Previous research regarding the effect of culture medium on morphokinetic parameters in human embryos is scarce and reports conflicting results. Some studies report no effect of culture medium on morphokinetic parameters, whereas others demonstrate faster development for single-step culture medium [28,29,30,31]. Despite the fact that randomisation was applied in all of these studies, sample sizes were small, statistical analyses were mainly based on t testing and none of the studies corrected for clustering of multiple embryos from one woman. Without considering clustering, it is possible that observed effects are essentially based on a large number of embryos from only a few patients. Therefore, we applied linear mixed models, which enable precise modelling of embryo development by taking into account both clustering as well as confounders such as age and type of ovarian stimulation. Also, a post hoc power analysis confirmed that the size of our study population is sufficient to demonstrate a 1-h difference in preimplantation development. Another benefit of this patient registry cohort is the diverse study population. Our study population consisted of IVF as well as ICSI treatments, and different ovarian stimulation approaches have been used, which increases the generalisability of our results. However, the ratio of IVF to ICSI treatments was not comparable within the groups of studied culture media. It is essential to correct for fertilisation method when studying time-lapse parameters, as differences between IVF and ICSI embryos have been suggested [65]. We approached this in two ways: We adjusted for fertilisation method in our linear mixed model and also performed a sensitivity analysis in ICSI embryos only. By doing so, we demonstrate an impact of the culture medium as early as the moment of pronuclear fading in analyses both including all embryos as well as including ICSI embryos only. However, others have suggested to use tPNf as a starting point [41]. With this method, a potential impact on the moment of pronuclear fading is missed, and observations in subsequent cleavage stages might also be affected.
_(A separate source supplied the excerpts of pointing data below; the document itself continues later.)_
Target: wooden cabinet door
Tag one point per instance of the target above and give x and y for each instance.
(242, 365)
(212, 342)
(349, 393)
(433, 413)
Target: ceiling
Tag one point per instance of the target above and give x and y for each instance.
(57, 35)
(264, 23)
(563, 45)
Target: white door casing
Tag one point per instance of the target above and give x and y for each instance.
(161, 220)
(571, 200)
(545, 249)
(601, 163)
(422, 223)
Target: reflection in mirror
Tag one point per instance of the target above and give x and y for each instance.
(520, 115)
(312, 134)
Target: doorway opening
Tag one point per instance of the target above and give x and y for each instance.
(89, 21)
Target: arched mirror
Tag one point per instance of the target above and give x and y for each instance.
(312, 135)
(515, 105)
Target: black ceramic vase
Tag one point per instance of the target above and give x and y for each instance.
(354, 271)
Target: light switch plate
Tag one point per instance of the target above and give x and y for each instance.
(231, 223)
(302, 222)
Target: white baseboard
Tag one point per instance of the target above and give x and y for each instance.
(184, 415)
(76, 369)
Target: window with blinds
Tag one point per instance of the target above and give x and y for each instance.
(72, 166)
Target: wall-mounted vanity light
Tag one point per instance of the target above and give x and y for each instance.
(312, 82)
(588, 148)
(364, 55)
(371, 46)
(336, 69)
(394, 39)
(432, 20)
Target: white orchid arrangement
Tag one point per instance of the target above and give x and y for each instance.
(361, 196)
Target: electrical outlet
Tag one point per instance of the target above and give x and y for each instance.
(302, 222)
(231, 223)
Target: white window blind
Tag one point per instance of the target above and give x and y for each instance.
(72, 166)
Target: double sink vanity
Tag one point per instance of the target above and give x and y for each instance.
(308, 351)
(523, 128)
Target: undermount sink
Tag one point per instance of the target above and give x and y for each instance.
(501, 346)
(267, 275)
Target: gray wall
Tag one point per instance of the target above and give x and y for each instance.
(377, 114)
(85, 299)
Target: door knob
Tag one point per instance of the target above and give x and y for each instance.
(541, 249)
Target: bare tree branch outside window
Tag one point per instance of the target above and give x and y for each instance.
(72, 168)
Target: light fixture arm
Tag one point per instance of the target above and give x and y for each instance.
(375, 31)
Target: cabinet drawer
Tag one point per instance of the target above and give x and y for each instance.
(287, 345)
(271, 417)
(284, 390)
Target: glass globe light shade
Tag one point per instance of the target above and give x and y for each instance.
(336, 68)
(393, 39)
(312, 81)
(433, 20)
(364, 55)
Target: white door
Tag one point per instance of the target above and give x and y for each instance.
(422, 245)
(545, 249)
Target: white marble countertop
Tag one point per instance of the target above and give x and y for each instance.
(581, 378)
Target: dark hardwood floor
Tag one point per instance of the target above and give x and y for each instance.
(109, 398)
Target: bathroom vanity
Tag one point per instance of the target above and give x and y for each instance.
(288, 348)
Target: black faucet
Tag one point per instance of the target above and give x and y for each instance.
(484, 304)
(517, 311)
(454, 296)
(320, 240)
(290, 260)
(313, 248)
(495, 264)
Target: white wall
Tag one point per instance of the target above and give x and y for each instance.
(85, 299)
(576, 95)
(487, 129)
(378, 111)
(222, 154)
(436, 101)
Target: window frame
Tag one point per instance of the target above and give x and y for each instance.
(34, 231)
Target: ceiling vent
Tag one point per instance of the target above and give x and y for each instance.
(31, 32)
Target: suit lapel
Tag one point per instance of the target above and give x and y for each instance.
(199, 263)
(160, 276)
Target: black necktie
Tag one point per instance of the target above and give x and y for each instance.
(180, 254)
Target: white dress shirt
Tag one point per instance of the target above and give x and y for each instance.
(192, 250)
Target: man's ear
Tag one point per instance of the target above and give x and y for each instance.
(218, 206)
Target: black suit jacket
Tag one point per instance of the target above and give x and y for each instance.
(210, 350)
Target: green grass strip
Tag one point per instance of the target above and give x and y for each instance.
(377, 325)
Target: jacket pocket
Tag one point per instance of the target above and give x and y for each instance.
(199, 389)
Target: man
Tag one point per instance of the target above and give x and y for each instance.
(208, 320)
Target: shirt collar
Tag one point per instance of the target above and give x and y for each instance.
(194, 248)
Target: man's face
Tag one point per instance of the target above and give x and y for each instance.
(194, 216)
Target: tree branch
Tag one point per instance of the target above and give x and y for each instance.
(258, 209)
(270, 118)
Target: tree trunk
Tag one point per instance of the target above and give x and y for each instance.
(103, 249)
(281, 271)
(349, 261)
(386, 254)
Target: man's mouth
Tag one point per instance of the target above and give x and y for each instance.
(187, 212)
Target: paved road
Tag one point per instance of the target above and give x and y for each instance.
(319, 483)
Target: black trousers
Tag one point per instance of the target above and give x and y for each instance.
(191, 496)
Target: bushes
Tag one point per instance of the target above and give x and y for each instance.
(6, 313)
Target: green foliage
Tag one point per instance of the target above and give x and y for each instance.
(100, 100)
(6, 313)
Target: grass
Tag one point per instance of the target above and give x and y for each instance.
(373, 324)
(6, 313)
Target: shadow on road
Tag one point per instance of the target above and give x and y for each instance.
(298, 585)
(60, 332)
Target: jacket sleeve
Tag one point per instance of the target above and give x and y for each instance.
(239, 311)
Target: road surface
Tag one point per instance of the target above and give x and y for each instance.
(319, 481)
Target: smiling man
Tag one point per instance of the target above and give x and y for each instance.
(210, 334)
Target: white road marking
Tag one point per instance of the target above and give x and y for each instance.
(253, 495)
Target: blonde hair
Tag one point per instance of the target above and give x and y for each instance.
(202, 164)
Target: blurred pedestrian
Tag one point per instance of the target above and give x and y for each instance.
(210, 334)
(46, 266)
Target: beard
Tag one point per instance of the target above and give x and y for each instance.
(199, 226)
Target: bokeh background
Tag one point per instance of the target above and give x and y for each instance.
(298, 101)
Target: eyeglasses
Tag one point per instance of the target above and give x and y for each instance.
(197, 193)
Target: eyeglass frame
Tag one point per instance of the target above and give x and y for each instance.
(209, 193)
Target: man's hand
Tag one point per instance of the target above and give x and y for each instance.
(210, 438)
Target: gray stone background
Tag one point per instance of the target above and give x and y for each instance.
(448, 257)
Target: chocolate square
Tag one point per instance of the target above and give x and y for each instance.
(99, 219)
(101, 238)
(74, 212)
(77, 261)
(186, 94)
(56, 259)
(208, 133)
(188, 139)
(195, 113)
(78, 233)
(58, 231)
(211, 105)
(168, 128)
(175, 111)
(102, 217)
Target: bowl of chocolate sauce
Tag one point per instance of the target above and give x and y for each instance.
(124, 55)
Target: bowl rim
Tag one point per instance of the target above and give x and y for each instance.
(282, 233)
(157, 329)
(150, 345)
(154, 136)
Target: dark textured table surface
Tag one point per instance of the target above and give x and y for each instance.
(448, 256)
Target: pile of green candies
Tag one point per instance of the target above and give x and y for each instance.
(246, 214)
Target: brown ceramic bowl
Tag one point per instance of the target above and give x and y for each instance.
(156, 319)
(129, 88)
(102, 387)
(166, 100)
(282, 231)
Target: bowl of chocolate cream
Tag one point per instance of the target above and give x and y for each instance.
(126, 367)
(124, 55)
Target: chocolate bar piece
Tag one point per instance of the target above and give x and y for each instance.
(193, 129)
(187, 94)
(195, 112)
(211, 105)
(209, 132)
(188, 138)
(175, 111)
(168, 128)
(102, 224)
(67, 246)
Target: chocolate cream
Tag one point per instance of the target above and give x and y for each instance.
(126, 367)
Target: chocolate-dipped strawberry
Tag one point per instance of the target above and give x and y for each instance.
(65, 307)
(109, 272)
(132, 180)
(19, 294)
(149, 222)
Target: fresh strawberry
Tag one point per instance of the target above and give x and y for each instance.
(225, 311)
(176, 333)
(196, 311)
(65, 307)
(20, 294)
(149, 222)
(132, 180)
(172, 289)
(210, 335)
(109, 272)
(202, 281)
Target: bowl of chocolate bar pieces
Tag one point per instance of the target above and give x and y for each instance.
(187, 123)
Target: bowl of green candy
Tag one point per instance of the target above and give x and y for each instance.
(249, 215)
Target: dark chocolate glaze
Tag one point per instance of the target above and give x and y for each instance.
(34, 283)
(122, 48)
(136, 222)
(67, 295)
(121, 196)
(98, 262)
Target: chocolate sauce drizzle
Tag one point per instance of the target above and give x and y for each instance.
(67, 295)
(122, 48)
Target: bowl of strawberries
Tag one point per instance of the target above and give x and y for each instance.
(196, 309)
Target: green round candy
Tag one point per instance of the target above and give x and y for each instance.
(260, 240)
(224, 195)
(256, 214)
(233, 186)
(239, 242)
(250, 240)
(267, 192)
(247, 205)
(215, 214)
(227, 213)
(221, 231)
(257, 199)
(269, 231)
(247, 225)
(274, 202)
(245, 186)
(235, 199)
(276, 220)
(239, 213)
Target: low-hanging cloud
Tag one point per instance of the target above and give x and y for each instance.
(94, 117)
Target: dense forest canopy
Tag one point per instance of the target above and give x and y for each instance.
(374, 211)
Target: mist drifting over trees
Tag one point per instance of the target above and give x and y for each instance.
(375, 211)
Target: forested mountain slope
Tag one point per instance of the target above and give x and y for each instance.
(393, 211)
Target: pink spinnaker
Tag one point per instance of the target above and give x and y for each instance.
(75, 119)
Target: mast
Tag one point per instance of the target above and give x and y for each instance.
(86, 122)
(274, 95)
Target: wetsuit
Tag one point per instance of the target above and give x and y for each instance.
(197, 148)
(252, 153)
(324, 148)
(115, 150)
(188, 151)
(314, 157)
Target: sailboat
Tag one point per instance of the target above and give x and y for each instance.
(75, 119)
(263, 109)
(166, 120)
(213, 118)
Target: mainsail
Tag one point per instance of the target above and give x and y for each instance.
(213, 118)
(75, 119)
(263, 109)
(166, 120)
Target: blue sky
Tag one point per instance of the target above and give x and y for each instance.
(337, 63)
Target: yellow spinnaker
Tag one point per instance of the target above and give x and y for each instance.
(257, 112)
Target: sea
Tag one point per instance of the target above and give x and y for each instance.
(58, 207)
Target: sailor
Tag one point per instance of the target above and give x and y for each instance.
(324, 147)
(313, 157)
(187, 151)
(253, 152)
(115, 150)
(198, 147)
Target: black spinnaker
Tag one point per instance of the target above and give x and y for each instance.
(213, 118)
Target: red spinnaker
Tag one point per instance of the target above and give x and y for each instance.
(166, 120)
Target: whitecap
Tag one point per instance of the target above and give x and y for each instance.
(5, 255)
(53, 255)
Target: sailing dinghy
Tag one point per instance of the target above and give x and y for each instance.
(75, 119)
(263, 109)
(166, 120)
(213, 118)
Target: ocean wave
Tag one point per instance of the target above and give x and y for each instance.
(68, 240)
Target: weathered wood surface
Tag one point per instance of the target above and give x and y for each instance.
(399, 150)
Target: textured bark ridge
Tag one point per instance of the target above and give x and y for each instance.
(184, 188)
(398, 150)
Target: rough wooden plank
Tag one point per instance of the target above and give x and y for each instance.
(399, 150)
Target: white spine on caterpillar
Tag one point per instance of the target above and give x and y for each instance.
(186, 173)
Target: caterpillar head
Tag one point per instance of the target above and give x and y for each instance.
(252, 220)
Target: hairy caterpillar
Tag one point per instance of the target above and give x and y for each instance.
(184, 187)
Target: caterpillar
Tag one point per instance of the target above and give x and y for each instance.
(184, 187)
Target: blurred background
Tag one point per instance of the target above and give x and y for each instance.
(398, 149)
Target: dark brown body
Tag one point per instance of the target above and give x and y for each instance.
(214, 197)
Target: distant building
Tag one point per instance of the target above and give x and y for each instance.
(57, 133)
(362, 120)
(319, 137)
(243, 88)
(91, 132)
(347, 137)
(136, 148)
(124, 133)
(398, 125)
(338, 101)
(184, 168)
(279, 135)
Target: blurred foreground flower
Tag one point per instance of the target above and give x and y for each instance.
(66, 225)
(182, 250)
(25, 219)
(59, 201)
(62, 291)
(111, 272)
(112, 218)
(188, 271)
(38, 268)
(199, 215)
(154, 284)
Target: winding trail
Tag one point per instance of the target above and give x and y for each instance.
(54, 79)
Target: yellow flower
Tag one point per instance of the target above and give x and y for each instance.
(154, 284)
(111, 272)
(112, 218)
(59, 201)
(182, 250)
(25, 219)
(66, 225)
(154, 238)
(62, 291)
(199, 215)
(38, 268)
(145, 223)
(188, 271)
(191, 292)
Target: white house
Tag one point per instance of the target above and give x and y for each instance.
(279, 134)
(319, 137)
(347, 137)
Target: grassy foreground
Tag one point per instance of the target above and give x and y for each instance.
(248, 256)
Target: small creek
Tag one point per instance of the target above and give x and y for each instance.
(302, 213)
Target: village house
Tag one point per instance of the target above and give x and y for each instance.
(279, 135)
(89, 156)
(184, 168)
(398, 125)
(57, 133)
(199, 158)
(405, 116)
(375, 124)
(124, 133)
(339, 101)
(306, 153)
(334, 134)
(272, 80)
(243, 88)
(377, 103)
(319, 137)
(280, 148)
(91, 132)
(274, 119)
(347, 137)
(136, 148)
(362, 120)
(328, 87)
The main limitation of our study is that we only data have data available from the cleavage stage development and not up to the blastocyst stage. As blastocyst transfer is associated with higher pregnancy and live birth rates [66], assessment of this stage is likely to be more informative. This study was performed in a time in which fresh transfer of cleavage embryos was routine care in most IVF clinics, including ours. Future research should include blastocyst development as it may provide a more extensive understanding of the impact of culture medium. Although our patient data for BMI and stimulation regimen is incomplete, the sensitivity analysis showed similar results for patients with complete data (n = 230) and patients with incomplete data (n = 171), suggesting a low risk of selection bias (data not shown). The studied culture media were used during consecutive time periods. To minimise this effect of confounding due to a secular trend, we also corrected for laboratory-specific changes and the moment of culture. Finally, despite the adjustments for potential confounders in our analyses, residual confounding cannot be excluded, as this is inherent to the observational study design.

Conclusion

Our results demonstrate an impact of culture medium on preimplantation embryo developmental kinetics and this affects classification within the KIDScore algorithm. Other studies show that culture medium can alter post-implantation growth as early as the second trimester of pregnancy and even impact offspring health at nine years of age [18, 67]. However, it remains unknown which specific component(s) in culture medium drive these differences. Since over half a million babies are born after IVF and ICSI treatment each year, more studies should shift the focus from the effects of IVF culture conditions on implantation to their effect on (preimplantation) embryo development [68]. Moreover, early embryonic development has been linked to postnatal health and development [69]. This, in combination with the results of Dumoulin et al., further warrants the need to elucidate the association between preimplantation embryo kinetics, post-implantation growth and offspring health.